However, it seems rather shortsighted to simply look at that fact and claim it as a major accomplishment. After all, the Clinton administration went even longer without an attack on US soil from foreign terrorist groups after the first World Trade Center bombing in 1993. Furthermore, how is it possible to take credit for a lack of attacks after 9/11 without at the same time acknowledging that the administration did not stop the worst terrorist attack in American history? Bush's advocates cannot possibly have it both ways, denying any responsibility whatsoever for not preventing 9/11 but claiming a lack of attacks after 9/11 as the result of successful policy. 9/11 happened during the Bush presidency. That is an immutable fact. The failures on 9/11 were systemic, to be sure, and blaming Bush, or blaming Clinton, would be largely pointless. Until you start using the lack of attacks as a political chit. At which point, the rules of the game change.
Finally, the United States has allies. In part as a nearly direct result of their coordination with American policies, Spain and England suffered terrorist attacks after 9/11. (I was in England on the 7th of July, 2005.) Shallow triumphalism on terrorism needs to take into account that the Global War on terror (Bush's titular creation, not mine) was, well, global. To declaim an attack in London or Madrid because it does not fit the narrative qualifies as rank opportunism (and pretty crass abandonment of the significance of our allies).
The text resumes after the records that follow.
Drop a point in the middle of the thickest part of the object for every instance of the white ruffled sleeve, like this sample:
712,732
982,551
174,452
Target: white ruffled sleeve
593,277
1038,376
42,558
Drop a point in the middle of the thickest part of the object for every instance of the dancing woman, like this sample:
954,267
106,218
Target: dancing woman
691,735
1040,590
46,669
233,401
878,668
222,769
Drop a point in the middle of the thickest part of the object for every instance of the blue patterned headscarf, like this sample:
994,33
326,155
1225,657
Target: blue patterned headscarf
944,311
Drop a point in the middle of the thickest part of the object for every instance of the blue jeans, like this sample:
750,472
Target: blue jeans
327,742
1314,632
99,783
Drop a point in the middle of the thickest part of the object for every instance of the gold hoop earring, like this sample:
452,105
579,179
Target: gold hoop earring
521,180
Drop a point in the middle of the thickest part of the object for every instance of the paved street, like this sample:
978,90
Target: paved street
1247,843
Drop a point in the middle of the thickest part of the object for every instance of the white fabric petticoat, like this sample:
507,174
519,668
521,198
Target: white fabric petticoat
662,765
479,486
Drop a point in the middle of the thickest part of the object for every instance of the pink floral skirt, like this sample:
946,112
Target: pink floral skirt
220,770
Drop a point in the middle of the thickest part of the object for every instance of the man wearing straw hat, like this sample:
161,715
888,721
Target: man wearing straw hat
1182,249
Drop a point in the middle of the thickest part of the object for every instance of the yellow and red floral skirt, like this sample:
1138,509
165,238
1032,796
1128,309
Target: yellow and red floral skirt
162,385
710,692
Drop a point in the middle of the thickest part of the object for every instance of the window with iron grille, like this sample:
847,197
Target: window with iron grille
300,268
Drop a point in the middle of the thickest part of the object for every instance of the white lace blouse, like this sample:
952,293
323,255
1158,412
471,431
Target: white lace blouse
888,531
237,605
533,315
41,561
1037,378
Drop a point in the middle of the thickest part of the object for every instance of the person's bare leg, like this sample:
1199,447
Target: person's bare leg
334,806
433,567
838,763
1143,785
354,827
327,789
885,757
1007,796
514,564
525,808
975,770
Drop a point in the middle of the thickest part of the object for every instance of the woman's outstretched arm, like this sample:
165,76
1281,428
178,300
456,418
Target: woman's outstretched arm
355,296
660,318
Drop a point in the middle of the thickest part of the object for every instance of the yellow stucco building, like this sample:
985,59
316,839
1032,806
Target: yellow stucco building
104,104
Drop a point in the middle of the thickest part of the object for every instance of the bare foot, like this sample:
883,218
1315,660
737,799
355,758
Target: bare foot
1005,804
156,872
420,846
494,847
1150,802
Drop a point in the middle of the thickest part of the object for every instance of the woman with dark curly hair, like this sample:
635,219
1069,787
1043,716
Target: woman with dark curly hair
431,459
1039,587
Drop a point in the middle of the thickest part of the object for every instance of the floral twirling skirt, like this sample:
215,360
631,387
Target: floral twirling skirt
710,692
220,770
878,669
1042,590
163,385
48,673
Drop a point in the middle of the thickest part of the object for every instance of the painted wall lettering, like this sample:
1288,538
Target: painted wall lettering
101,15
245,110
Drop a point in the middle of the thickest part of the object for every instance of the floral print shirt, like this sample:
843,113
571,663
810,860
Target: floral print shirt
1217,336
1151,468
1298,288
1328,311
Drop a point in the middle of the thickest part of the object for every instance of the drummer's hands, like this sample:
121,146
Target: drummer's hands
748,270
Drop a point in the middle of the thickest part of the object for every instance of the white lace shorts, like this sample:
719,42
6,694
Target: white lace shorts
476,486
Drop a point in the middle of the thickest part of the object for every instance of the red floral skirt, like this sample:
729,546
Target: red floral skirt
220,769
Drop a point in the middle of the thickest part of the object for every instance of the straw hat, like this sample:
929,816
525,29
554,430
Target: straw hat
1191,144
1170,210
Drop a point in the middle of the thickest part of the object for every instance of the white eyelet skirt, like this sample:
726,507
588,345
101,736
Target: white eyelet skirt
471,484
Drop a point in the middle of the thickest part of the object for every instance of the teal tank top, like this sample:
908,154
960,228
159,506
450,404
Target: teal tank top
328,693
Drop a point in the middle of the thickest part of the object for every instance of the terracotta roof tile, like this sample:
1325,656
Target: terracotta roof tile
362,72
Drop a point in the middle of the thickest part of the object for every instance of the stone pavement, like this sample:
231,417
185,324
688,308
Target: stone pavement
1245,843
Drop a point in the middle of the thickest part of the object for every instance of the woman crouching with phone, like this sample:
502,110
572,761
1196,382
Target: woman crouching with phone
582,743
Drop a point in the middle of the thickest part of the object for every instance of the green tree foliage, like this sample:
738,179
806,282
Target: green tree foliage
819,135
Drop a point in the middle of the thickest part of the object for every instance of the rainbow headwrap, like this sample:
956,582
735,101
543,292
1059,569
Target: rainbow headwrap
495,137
It hardly meets the standard of rigorous political analysis.
1 comment:
This is a complex and important short essay, and, I believe, one of the first to take a comprehensive and realistic view of how we are to measure our success in the endeavor of fighting terrorism and militant extremism.
The ideas you lay out here should be considered foundational in such a complicated new era of politics and conflict, and in our understanding of the interaction that must be managed between them.